California State University Northridge
Chris Bolsmann is a South African sociologist. His research and teaching interests are in the social history of sport with specific emphasis on football in South Africa. He received his Ph.D. in sociology from the University of Warwick in Britain in 2006. He completed his MA and BA degrees at the University of Pretoria in South Africa. He has taught amongst others at the Universities of Pretoria and Johannesburg in South Africa, the University of Seoul in South Korea and the University of Warwick and Aston University in Britain. He recently published with Dil Porter (2018) English Gentlemen and World Soccer: Corinthians, Amateurism and the Global Game.
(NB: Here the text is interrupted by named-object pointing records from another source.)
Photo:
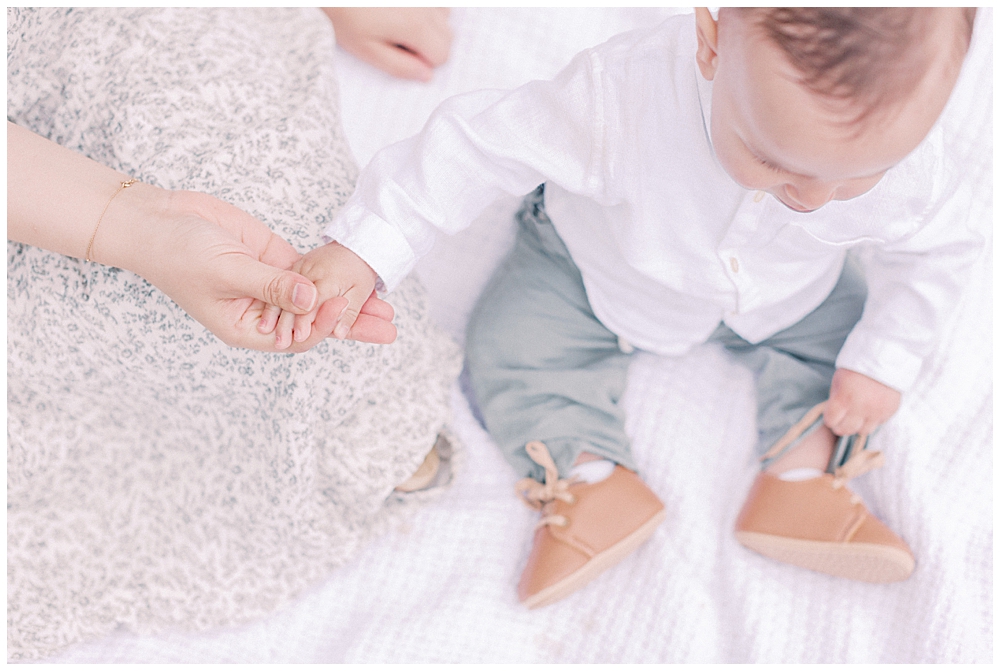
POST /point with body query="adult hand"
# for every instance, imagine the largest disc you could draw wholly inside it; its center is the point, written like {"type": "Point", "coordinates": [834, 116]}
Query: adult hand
{"type": "Point", "coordinates": [340, 275]}
{"type": "Point", "coordinates": [219, 264]}
{"type": "Point", "coordinates": [406, 42]}
{"type": "Point", "coordinates": [858, 404]}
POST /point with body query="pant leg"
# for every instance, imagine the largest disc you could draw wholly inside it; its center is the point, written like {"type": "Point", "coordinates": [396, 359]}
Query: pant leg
{"type": "Point", "coordinates": [542, 366]}
{"type": "Point", "coordinates": [794, 367]}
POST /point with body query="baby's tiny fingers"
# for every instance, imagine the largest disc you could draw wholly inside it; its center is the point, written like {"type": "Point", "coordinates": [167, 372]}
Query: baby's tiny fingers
{"type": "Point", "coordinates": [376, 307]}
{"type": "Point", "coordinates": [302, 327]}
{"type": "Point", "coordinates": [268, 319]}
{"type": "Point", "coordinates": [283, 331]}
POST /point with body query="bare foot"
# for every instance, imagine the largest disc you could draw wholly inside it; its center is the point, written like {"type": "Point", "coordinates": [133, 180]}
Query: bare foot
{"type": "Point", "coordinates": [813, 452]}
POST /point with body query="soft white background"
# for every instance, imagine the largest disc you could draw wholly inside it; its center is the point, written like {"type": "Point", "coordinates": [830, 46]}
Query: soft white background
{"type": "Point", "coordinates": [442, 588]}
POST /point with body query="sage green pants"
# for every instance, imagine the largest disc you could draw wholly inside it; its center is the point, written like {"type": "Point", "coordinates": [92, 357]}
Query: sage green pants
{"type": "Point", "coordinates": [543, 367]}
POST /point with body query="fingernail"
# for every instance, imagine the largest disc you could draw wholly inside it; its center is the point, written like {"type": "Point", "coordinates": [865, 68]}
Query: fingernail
{"type": "Point", "coordinates": [303, 296]}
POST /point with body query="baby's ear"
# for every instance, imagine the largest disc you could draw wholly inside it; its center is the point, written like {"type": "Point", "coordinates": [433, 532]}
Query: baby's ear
{"type": "Point", "coordinates": [707, 30]}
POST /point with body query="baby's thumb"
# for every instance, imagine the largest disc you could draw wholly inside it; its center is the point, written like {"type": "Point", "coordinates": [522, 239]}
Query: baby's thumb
{"type": "Point", "coordinates": [356, 298]}
{"type": "Point", "coordinates": [288, 290]}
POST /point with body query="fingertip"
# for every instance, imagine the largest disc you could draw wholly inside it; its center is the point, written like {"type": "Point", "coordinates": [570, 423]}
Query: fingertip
{"type": "Point", "coordinates": [304, 296]}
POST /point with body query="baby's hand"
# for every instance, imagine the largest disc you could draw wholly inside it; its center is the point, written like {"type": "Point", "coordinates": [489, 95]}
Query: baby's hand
{"type": "Point", "coordinates": [346, 302]}
{"type": "Point", "coordinates": [858, 404]}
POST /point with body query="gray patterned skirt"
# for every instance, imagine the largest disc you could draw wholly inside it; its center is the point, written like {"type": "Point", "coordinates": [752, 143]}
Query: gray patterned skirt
{"type": "Point", "coordinates": [156, 477]}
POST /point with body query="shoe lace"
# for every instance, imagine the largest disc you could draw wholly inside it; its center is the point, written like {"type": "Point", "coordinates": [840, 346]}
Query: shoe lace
{"type": "Point", "coordinates": [859, 462]}
{"type": "Point", "coordinates": [537, 495]}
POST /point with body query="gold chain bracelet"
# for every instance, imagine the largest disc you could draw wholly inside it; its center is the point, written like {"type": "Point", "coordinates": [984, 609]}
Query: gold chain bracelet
{"type": "Point", "coordinates": [126, 184]}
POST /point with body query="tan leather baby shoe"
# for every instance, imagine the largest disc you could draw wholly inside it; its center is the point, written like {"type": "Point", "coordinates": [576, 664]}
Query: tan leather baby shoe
{"type": "Point", "coordinates": [585, 528]}
{"type": "Point", "coordinates": [820, 524]}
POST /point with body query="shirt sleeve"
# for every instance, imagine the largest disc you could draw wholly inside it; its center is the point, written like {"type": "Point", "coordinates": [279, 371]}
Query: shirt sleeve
{"type": "Point", "coordinates": [914, 286]}
{"type": "Point", "coordinates": [474, 148]}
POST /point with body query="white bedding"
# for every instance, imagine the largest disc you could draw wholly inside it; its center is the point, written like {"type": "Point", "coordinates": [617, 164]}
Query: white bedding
{"type": "Point", "coordinates": [442, 589]}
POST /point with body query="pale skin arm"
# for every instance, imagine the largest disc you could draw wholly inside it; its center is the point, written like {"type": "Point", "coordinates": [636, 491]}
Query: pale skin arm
{"type": "Point", "coordinates": [406, 42]}
{"type": "Point", "coordinates": [217, 262]}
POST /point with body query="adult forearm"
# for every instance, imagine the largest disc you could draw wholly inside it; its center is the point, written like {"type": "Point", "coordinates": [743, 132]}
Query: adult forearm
{"type": "Point", "coordinates": [56, 197]}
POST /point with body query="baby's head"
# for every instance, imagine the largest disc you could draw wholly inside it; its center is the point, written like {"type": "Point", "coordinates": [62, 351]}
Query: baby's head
{"type": "Point", "coordinates": [816, 104]}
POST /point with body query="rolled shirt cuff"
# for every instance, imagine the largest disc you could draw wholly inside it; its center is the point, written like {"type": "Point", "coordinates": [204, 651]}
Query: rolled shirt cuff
{"type": "Point", "coordinates": [380, 244]}
{"type": "Point", "coordinates": [886, 361]}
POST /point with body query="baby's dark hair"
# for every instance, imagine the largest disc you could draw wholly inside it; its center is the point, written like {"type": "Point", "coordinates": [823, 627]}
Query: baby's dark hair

Routledge: London
‘“If anything, go see America”: South African football players, the North American Soccer League and Apartheid”
This paper draws from the archives of Minnesota Kicks and Atlanta Chiefs and a range of in-depth interviews with former players and officials including Kaizer Motaung. Elite black and white South African footballers made up a small but important group of players who helped popularize the North American Soccer League in the 1960s and 70s. These sportsmen circumvented the sports boycott and were encouraged by Pretoria to play abroad. South African football players were able to play professional soccer with and against one another in North America in an era where they were not permitted to do the same in their homeland South Africa. They were able to steer clear and go relatively undetected in a period where South Africa and its sports teams and personalities were clearly in the sights of the anti-apartheid movement and the sports boycott across much of the world. A few players, notably Kaizer Motaung and Jomo Sono, returned to South Africa and subverted apartheid sport by buying former white soccer teams and establishing racially mixed teams that helped bring about the downfall of segregated football in South Africa. A number of South Africans remained in the United States and were able to make lives for themselves in and outside of football. This paper sheds new insights into an era of South African football history yet to receive much scholarly attention.